The likely winner from U.S. retrenchment could be China, Russia’s closest strategic partner that, like Russia, welcomed America’s departure from Central Asia. The Kremlin appears willing to tolerate China’s expanding influence in Central Asia in exchange for Beijing’s opposition to U.S. presence in the region. In a joint declaration following the March 2023 Putin-Xi summit, the two sides expressed their intent to coordinate their support for Central Asian regimes and rejected Western interference in the region. The statement praised the Collective Security Treaty Organization’s role in promoting regional security and noted the potential for developing security cooperation between the organization and Beijing.136

Like Moscow, Beijing is concerned about Islamic extremism in Afghanistan, specifically links between the Islamic State in Afghanistan, al-Qaeda, and Muslim Uighurs in Xinjiang. Beijing and Moscow agree on a pragmatic policy of engaging the Taliban as a hedge against the rise of more radical elements in Afghanistan, criticized the abrupt U.S. withdrawal as irresponsible, and assess the U.S. experience in Afghanistan as manifest proof of America’s declining power. However, Beijing’s goal of expanding the Belt and Road Initiative through the China-Pakistan Economic Corridor, and its Quadrilateral Mechanism for Cooperation and Coordination on terrorism — which brings together the militaries of China, Afghanistan, Pakistan, and Tajikistan — are examples of Chinese projects that do not necessarily align with Russia’s priorities.137

Russia and China have agreed to cooperate on Central Asia’s regional economic development through the Eurasian Economic Union and the Belt and Road Initiative, even though the product of this cooperation has been modest, while Russian business and political elites remain wary of China’s massive economic power. One recent study of Russian elites found they viewed the Belt and Road Initiative as a normative challenge to Russian hegemony in Central Asia, competing with Moscow’s own “Greater Eurasian Project.”138 The Kremlin’s expectation, however, is that increased linkages through Pakistan, Afghanistan, and Uzbekistan will serve Russian interests by improving trade with both India and Pakistan.139 Moreover, Eurasian Economic Union members Kazakhstan and Kyrgyzstan have helped Moscow evade Western sanctions by reexporting certain product groups to Russia.140

The U.S. government withdrew from Afghanistan without establishing a viable government in Kabul, and without recruiting a reliable successor state to defend Washington’s interests in the broader region.

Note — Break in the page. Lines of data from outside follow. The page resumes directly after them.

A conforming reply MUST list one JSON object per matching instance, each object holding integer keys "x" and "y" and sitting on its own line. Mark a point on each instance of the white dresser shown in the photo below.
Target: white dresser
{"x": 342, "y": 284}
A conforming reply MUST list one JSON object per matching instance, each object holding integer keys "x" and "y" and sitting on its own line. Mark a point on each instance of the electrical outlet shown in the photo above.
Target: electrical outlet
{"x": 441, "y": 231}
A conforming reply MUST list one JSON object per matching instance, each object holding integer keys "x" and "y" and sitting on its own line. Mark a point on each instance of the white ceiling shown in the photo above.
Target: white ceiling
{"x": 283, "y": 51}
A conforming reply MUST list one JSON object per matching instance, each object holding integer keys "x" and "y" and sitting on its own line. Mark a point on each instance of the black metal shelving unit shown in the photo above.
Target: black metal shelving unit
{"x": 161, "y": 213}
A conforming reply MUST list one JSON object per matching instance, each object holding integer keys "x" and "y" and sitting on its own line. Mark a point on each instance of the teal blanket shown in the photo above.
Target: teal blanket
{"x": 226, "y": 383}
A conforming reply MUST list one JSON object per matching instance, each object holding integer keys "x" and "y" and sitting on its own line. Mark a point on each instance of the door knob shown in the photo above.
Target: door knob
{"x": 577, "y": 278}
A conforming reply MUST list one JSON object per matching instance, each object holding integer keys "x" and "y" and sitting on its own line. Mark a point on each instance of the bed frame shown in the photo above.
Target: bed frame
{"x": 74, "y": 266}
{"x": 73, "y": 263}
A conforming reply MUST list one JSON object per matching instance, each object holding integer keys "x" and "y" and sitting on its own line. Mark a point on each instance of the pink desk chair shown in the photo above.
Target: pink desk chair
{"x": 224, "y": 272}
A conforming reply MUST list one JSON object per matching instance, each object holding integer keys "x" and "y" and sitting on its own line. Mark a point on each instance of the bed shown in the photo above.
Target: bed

America’s retrenchment has also opened new opportunities for Iran to engage in Central Asia, to counter its isolation by the West and expand trade routes to bypass sanctions. Together with Russia and China, Iran welcomed the U.S. departure from Afghanistan, claiming it illustrated America’s unreliability as an ally and partner. Iran became a full member of the Shanghai Cooperation Organization in 2023 and has maintained contacts with the Taliban after its takeover of Afghanistan, while withholding full diplomatic recognition. Russia’s relations with Iran have improved significantly since Putin first went to Tehran for the Caspian Littoral States summit in 2007. Both countries seek to weaken U.S. influence in the Middle East, work together on Afghanistan, support the Assad regime in Syria, and oppose American sanctions and the dominance of the U.S. dollar in the international economic order. Tehran has provided Russia with armed drones for its war against Ukraine, rhetorically supported the Russian war effort, and reportedly has recruited Afghan refugees with military experience to serve on Russia’s side in the conflict.141 Still, it was Beijing, not Moscow, that brokered a March 2023 deal to restore diplomatic relations between Tehran and Riyadh.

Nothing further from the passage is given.